1 In 4 homebuyers now put efficiency as a key consideration when purchasing a house and new research based on Government Energy Performance Certificate data has found that buyers of a new build house will save on average around £2,600 a year in energy bills.

The report ‘Watt a Save’ published recently by the Home Builders Federation (HBF), shows that in total, last year’s new build purchasers are saving more than £500m a year on annual energy bills, with new build homes emitting a third of the carbon of an older property, reducing carbon emissions by over 500,000 tonnes.

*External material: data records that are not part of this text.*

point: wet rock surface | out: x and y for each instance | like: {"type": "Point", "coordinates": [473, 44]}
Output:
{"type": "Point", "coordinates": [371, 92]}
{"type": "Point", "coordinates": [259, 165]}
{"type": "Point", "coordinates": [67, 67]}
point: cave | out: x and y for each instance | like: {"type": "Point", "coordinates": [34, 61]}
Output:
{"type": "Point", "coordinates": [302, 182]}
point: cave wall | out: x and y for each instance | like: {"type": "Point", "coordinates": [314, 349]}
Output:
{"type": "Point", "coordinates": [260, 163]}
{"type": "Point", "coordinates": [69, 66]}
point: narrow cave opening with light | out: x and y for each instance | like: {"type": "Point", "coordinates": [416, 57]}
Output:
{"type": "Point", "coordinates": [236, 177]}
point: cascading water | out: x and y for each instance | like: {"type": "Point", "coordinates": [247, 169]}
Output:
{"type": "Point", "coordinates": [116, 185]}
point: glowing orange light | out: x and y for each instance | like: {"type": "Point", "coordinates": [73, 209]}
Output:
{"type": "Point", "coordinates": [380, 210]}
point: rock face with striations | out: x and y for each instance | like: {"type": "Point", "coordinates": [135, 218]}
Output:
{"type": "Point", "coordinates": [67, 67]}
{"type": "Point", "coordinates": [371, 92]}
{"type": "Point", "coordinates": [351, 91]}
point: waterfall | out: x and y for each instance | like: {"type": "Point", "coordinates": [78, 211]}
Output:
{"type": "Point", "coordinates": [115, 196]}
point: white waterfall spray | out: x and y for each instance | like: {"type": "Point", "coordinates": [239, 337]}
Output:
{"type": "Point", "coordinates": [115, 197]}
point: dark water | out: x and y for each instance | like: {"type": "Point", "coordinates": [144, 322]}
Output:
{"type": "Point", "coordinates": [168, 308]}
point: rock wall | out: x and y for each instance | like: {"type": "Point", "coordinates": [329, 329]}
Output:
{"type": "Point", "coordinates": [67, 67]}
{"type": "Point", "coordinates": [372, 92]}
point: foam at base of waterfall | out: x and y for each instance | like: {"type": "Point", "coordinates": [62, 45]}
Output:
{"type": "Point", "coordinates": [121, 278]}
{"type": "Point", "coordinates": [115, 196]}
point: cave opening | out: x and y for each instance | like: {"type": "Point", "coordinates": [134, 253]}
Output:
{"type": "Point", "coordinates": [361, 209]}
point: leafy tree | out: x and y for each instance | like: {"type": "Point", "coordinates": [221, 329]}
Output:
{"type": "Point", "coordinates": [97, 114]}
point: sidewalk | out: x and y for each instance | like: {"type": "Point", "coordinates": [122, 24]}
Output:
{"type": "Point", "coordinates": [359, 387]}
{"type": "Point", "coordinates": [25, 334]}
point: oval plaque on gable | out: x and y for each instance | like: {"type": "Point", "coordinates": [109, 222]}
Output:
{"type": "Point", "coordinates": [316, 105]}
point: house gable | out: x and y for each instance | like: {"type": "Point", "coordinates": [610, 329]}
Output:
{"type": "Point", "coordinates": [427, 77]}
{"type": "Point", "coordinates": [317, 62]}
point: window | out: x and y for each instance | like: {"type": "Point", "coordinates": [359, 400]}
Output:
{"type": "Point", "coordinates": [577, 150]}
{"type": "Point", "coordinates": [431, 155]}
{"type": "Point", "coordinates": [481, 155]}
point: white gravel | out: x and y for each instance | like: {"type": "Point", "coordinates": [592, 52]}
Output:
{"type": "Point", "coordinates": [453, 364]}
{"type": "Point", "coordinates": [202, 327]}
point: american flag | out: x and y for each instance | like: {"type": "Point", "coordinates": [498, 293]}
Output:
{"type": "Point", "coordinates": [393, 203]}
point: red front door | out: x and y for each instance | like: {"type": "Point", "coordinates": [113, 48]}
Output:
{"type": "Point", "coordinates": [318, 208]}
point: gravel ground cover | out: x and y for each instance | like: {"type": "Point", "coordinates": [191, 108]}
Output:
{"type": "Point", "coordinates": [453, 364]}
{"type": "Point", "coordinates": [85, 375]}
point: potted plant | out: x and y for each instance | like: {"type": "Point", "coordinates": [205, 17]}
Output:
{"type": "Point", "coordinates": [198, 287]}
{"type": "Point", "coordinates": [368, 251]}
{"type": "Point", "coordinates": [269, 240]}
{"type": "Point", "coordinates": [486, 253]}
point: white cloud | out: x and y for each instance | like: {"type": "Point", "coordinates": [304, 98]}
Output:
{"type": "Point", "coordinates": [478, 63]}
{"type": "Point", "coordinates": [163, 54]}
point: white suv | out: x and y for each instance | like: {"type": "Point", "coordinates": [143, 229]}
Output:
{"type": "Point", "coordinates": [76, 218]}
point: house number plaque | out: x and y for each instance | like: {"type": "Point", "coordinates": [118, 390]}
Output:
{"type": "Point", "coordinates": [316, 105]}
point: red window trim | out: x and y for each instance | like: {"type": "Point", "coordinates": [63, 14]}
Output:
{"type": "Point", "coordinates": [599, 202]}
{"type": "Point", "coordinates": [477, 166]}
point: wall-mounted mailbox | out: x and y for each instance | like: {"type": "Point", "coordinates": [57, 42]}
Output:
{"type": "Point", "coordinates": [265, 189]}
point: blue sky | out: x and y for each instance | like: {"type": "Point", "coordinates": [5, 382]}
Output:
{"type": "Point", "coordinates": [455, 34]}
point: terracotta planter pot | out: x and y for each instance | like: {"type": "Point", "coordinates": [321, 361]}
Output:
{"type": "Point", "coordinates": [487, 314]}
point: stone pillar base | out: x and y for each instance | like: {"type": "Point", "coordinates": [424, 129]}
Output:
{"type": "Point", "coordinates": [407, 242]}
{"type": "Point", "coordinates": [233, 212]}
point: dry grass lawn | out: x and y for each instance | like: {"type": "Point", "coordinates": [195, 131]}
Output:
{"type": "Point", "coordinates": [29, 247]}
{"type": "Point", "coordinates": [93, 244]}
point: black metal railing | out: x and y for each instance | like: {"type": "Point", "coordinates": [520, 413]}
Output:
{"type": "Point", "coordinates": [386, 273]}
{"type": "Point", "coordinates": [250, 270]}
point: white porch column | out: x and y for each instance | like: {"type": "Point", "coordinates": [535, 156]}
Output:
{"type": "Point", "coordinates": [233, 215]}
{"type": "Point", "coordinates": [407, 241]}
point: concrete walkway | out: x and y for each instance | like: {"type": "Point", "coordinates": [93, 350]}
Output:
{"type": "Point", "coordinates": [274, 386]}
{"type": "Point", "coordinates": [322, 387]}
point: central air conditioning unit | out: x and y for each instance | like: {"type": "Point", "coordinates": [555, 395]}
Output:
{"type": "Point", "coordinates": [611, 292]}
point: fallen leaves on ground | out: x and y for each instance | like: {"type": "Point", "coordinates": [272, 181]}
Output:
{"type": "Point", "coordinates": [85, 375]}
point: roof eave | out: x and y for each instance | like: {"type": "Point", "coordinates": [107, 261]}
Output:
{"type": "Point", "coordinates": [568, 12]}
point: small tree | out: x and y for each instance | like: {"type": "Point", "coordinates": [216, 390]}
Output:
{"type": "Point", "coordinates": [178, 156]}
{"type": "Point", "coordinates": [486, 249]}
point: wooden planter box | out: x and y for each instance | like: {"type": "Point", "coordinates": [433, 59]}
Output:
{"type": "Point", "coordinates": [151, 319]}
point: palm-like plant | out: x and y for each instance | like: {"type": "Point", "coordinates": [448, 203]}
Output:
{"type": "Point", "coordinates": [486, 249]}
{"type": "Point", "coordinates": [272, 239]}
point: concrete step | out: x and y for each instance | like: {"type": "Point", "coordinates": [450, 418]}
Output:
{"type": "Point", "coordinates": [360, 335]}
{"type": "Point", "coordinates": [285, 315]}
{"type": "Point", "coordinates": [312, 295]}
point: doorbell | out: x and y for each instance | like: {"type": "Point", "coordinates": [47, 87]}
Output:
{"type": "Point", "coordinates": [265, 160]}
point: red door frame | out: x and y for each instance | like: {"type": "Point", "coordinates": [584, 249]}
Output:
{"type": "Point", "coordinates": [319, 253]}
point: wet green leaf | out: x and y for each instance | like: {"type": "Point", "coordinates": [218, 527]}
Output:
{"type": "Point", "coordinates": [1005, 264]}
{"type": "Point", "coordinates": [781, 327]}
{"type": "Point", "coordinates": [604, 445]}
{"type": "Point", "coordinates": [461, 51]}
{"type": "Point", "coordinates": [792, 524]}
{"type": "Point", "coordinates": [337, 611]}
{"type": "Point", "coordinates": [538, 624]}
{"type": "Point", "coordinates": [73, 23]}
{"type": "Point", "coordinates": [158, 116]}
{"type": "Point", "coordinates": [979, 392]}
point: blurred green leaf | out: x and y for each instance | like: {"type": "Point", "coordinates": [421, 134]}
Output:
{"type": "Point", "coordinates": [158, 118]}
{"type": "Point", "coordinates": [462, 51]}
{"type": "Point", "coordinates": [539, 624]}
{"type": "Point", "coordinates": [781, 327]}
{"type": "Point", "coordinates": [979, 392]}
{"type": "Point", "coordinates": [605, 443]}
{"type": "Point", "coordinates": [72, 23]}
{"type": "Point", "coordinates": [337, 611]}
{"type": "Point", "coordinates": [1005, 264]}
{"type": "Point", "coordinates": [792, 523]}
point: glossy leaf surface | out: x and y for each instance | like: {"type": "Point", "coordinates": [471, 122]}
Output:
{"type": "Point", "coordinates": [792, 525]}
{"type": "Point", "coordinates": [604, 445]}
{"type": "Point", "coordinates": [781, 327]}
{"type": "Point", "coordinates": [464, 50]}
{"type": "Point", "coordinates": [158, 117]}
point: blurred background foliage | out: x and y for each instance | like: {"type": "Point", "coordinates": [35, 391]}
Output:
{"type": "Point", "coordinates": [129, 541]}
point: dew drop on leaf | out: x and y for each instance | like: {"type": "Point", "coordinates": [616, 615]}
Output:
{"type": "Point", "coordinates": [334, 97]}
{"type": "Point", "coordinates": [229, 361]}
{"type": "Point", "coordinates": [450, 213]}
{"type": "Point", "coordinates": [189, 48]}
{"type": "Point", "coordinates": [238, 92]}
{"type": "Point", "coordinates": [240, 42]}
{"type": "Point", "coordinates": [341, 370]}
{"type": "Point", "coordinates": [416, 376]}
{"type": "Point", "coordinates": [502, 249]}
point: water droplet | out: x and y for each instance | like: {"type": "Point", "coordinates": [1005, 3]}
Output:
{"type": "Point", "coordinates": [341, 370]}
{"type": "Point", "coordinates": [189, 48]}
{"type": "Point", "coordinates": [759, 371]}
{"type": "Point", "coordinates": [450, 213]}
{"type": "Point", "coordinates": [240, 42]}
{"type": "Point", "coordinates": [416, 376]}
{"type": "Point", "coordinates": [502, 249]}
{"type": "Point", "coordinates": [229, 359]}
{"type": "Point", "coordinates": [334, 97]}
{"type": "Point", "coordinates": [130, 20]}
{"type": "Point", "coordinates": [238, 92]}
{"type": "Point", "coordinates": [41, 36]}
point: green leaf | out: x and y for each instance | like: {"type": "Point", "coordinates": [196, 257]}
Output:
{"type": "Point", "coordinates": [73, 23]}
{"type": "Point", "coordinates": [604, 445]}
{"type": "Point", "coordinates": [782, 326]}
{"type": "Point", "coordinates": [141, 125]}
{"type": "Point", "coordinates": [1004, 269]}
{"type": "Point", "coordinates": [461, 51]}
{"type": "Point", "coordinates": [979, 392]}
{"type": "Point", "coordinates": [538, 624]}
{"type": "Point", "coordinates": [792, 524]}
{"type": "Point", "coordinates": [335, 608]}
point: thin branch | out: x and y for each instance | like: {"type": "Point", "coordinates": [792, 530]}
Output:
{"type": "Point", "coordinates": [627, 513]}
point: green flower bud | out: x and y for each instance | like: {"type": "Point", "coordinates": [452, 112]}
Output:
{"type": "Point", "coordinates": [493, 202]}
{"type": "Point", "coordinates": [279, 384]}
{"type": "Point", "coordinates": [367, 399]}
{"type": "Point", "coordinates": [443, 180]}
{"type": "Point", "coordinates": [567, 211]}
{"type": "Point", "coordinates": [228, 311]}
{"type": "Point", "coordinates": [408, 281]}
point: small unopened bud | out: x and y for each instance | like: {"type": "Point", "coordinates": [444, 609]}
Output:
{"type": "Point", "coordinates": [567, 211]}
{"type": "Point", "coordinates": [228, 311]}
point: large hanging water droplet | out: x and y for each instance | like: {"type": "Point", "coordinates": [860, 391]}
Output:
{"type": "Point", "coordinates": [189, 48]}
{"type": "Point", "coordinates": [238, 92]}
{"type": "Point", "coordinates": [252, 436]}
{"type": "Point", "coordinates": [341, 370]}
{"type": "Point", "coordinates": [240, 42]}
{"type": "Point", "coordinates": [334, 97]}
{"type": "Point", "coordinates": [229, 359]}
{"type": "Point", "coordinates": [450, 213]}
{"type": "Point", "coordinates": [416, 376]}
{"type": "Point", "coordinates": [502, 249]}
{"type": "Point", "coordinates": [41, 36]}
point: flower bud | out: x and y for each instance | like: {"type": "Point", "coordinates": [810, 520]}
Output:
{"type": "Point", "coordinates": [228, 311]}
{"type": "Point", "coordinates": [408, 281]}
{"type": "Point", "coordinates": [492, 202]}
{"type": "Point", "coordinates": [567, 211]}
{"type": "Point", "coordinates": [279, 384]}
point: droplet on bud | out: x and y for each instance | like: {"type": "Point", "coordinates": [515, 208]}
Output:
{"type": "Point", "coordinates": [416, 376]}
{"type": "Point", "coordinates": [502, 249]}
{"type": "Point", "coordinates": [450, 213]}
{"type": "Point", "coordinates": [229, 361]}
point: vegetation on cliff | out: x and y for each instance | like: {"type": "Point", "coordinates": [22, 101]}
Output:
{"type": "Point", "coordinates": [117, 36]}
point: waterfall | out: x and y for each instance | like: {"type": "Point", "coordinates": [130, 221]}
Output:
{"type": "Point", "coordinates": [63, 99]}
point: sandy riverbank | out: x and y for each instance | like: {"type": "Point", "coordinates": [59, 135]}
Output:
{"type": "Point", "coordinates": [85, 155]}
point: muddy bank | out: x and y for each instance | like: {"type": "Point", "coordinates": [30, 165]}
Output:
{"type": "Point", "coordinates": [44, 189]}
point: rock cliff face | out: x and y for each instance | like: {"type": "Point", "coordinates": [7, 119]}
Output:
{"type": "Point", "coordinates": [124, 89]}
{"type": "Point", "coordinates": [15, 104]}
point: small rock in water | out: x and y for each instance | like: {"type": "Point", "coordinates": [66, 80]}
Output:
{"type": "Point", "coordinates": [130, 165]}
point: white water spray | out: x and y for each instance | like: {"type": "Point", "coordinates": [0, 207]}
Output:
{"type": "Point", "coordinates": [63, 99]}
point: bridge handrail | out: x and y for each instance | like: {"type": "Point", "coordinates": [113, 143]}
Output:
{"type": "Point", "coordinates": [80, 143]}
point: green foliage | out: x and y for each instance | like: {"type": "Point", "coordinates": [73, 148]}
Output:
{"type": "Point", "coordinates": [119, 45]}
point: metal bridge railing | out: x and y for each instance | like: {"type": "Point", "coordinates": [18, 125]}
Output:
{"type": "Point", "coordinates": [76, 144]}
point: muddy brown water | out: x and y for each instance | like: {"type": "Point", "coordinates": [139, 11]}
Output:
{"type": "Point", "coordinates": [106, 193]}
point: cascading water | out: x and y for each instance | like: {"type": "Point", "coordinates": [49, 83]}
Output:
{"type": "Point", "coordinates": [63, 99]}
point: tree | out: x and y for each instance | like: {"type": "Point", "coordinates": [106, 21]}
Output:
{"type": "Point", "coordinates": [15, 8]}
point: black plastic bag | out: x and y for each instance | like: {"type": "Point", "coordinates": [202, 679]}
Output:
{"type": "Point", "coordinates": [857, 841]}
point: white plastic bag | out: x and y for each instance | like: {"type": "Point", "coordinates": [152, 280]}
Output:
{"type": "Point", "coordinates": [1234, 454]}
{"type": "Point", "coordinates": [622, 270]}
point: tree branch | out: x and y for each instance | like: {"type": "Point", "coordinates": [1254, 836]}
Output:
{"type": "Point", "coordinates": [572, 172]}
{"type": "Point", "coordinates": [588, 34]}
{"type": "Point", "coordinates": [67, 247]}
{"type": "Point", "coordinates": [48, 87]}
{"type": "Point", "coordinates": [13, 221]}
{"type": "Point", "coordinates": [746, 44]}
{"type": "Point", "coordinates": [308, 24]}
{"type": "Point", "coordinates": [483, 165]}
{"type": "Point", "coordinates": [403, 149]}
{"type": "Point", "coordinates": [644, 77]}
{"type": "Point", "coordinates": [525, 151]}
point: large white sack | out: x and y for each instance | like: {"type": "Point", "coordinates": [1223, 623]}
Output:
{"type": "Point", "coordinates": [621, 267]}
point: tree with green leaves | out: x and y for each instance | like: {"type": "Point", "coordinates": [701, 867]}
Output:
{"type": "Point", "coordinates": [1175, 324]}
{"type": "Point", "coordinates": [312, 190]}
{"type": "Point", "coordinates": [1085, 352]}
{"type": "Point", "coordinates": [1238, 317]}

You can read the report here

An analysis of Government data on the energy efficiency of new build and existing homes, highlights:

  • New build properties significantly reduce households’ energy usage, with the average new home using approximately 100 kWh per m2 per year compared with older properties which require an average of 259kWh per m2.
  • New build properties (houses and flats) save an average of just over £2,000 per property each year, with the average annual running costs for a new build totalling £1,500 as compared to an average of £3,570 for older properties. These savings rise to £2,600 a year when looking at new and old houses alone, rather than smaller properties such as flats or bungalows.
  • 84% of new build homes were rated with an EPC of B or above, while less than 4% of existing dwellings reached the same standard.

Despite Government action to try and energy prices manageable, bills are now significantly higher than just a few months ago. While there is some comfort in the recent intervention to cap typical energy bills at £2,500, households in poorly insulated and inefficient older properties will continue to pay more than those living in a new build.

Uncertainty remains as to what happens once the recently announced cap on bills is lifted and, as costs rise, so will the savings that new builds can offer. Without the Government intervention, savings for new build buyers would have risen to more than £4,000 a year from next January; and with average bills rocketing to over £10,000 from next April according to some forecasts, the benefits of living in an energy efficient property will continue to grow.

On top of these dramatic savings, buyers of new homes are also contributing to the country’s progression towards net zero, with each new build producing just a third of the carbon emitted by older homes, a saving of 2.2 tonnes of CO2 every year by using on average 100 kWh of energy per m2 of house space compared to 259 kWh per m2 for an older property.

Not only are new homes built to the most up to date regulations, builders are also demonstrating their commitment to go further, using new technologies and methods to ensure efficiency is embedded to the highest standard from the point of construction. The report also explores some of the most ambitious and forward-thinking examples of new homes in the industry. In contrast, owners of existing properties will often find themselves facing disruptive, extensive and costly retrofit works to bring their homes to the same standard.